Windows Password Blanker – Offline NT Password & Registry Editor
There are plenty of legitimate reasons to need to be able to get into a machine with a local account that has a password set that you don’t know. People either forget these passwords or if you inherit the machine, the login info isn’t transferred. With the “Offline NT Password & Registry Editor,” you can simply make a bootable CD, run it and walk through its instructions to choose an account and set the password to something you know or to blank it out (no password). I’ve had the best luck with blanking the password.
This is another reason to make sure the boot device priorities in your BIOS are set properly along with a BIOS setup password. You’ll also want to physically secure the machine so that somebody can’t get to the motherboard and either flip a CMOS switch, or set a ‘password reset’ jumper.
This is not a subtle way of getting into somebody’s machine unauthorized because the password is changed and they will find this out the next time they try to log in with that account. Recommended for legitimate causes only.

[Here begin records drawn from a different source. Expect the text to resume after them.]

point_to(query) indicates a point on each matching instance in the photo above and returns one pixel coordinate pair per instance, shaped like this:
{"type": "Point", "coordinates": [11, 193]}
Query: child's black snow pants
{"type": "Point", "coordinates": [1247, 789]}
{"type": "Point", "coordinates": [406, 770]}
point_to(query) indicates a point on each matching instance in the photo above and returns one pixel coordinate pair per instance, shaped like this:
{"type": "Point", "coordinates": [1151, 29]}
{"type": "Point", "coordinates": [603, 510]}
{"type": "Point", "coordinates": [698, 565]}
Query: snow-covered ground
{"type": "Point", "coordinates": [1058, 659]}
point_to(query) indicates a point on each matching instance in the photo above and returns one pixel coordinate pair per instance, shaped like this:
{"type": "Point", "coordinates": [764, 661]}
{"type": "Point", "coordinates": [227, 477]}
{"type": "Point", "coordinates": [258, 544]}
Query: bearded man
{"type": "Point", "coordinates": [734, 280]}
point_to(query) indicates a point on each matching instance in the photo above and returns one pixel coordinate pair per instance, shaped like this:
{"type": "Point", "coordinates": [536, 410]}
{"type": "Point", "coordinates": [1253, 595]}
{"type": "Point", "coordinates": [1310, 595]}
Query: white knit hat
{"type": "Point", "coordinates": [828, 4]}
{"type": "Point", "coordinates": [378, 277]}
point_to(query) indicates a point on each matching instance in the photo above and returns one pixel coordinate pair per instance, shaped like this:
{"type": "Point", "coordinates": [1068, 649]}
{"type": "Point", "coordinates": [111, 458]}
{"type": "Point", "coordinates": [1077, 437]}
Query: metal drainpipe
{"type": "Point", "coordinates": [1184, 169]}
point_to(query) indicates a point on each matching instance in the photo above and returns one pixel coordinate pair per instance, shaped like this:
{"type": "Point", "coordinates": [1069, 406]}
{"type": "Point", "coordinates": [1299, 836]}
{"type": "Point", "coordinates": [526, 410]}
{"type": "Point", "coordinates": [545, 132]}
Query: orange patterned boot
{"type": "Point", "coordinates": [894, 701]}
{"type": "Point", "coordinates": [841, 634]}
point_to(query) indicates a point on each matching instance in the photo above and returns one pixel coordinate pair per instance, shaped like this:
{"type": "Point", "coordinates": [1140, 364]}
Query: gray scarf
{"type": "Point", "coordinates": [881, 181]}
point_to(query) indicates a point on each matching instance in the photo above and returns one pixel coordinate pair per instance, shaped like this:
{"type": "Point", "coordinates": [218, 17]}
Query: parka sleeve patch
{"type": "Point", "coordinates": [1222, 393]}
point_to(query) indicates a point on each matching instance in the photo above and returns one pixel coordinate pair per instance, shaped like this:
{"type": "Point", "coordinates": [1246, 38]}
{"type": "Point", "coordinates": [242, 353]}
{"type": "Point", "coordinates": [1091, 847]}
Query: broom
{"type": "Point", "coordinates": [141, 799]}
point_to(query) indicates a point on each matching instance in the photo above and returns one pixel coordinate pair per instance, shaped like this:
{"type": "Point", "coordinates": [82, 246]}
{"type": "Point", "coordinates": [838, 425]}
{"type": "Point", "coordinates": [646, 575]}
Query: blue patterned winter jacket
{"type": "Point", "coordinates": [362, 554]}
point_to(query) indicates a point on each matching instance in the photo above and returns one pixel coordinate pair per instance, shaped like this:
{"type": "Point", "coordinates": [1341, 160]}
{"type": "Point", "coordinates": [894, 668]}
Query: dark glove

One tip: The password can not be set on a machine with its Safe Mode flag enabled, so be sure to shut down normally. If you’re still getting a message about being unable to write the settings, boot up into Windows and shut down normally again.

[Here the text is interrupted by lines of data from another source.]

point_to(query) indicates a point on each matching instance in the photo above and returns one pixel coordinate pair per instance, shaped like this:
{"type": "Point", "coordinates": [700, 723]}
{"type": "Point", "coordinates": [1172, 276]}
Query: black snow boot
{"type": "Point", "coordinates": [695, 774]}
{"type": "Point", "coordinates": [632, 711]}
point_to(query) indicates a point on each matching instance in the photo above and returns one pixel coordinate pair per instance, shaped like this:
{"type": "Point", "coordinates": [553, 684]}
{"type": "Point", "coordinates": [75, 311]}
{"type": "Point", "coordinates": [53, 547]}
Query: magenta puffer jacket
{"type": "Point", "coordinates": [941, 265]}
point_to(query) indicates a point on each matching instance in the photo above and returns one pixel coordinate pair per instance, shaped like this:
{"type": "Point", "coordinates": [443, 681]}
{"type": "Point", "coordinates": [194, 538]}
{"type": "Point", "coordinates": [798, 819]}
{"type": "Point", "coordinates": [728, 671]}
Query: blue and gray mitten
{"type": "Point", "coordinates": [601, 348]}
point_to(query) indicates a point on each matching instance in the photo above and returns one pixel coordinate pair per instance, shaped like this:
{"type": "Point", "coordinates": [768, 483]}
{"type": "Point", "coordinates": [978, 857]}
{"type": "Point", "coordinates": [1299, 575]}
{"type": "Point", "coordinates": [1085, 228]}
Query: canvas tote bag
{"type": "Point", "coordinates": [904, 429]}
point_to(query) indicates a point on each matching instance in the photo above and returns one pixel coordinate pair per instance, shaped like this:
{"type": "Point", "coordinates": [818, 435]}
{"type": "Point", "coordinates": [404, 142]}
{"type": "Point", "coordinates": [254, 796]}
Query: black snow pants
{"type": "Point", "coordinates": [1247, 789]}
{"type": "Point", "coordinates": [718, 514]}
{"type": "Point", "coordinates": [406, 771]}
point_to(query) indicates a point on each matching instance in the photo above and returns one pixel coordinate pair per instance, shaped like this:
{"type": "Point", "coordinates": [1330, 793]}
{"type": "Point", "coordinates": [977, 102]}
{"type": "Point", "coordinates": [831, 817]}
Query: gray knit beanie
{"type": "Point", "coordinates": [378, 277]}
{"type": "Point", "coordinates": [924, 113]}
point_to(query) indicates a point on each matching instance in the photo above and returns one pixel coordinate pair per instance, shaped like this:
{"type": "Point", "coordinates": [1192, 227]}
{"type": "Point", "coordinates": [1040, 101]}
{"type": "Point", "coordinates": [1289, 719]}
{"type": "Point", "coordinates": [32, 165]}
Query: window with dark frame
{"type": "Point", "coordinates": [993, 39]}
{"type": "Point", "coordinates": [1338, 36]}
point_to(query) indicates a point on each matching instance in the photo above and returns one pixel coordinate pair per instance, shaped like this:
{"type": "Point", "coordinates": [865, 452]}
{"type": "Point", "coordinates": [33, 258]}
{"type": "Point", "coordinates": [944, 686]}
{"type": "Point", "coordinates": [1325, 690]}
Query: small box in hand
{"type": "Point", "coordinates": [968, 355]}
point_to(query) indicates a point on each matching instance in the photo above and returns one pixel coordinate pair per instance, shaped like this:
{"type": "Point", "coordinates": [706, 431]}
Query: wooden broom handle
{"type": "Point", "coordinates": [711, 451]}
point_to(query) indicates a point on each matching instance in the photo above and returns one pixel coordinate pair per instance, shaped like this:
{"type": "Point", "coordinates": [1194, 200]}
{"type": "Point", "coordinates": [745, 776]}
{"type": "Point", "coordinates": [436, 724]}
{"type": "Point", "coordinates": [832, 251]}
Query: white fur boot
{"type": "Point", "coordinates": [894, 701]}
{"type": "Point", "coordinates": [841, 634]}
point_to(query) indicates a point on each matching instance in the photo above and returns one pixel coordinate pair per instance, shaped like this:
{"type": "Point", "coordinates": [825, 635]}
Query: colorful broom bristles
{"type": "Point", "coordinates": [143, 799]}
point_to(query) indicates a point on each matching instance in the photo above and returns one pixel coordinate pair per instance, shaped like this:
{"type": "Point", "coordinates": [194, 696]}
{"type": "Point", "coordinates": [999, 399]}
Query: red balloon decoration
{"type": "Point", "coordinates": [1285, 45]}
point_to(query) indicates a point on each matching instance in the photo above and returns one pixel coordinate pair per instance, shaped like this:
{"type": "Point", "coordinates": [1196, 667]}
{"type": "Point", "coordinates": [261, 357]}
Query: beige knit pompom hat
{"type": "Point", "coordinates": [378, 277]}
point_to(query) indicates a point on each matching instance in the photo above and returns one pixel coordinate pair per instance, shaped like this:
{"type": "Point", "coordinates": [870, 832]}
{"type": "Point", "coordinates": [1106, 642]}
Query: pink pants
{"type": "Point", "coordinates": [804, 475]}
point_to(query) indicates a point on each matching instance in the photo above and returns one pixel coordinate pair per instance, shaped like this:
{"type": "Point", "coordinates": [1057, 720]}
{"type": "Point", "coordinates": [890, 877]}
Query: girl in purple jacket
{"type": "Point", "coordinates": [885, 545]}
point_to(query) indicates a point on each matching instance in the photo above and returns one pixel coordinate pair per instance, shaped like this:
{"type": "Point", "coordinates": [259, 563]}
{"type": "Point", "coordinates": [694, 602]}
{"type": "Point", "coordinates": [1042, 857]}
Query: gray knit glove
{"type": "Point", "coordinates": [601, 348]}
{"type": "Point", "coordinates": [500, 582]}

http://pogostick.net/~pnh/ntpasswd/
OphCrack – LiveCD to break passwords
Booting off of the LiveCD provided by Ophcrack, one can take a look at the strength of their local passwords. Ophcrack can crack a scary amount of passwords that are 14 characters in length or less. With the cd alone, you can get a lot of passwords, but there’s also a way to connect the software to a library on an external hard drive and let the cracking go wild.
This is a much more subtle approach and another good reminder why the BIOS boot priority setting is important. OphCrack can also be a good indication of whether or not you might consider making your password stronger. If you have a hard time coming up with a strong password for your local account, you can always use this function under the command prompt:
net user [username] /random
This will set the password to a random string of alphanumerics with varying capitalization.
You might also try sites like: http://strongpasswordgenerator.com/
http://ophcrack.sourceforge.net/
Windows XP Home Safe Mode – Default Administrator Account
If you’re having problems getting into your Windows XP Home machine, you can try booting into Safe Mode (Press F8 immediately before the Windows splash screen at boot up). There is an Administrator account with a blank password for default. If this is still the case, you can get into the Administrator account and change the passwords of the account you’ve forgotten. Or, you might not need to change passwords, as you’ll now have access to all local files if that contains the information you need.